A diet rich in carbohydrates should apply to the athlete in all periods, both preparation and pre-competition, as well as during and after the competition.. In the preparatory period, carbohydrates consumed regularly during training, prevent fatigue by maintaining normal blood glucose levels, and supplemented right after the end of training, they ensure a faster renewal of the used glycogen resources in muscles and in the liver. Within a few days before the start, eating a diet rich in carbohydrates (with a gradual reduction of training loads) allows you to accumulate significant amounts of muscle glycogen (the so-called. glycogen supercompensation). In the meal immediately preceding the start, the intake of carbohydrates is recommended in order to increase their intracorporeal reserves, and in the course of the starting effort itself (lasting longer than 45 minutes) prevent fatigue, by conserving glycogen in both muscles and the liver. Carbohydrates are also recommended after the competition because, just like after training, they determine the optimal pace of glycogen renewal, which takes on a special meaning, when the competition lasts for several days.

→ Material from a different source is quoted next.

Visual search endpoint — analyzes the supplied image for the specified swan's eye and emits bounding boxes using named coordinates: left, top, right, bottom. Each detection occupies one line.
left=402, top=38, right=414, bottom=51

After training or competition, it is best to start taking carbohydrate drinks as soon as possible after the end of physical exertion, because in the first 120 In minutes, glycogen resynthesis is much faster than in the later hours (figure 8.1).

Figure 8.1. Influence of early carbohydrate consumption on post-workout glycogen restoration (wg Ivy, 2001).

In this case, carbohydrates in the form of maltodextrins in an amount of approx 1,2 g / kg body weight per hour, taken in two portions co 30 minutes, although carbohydrate and protein drinks may also be served, then it is recommended to use smaller amounts of carbohydrates – 0,8 g and 0,4 g protein / kg b.w., for an hour, also taken at half-hour intervals.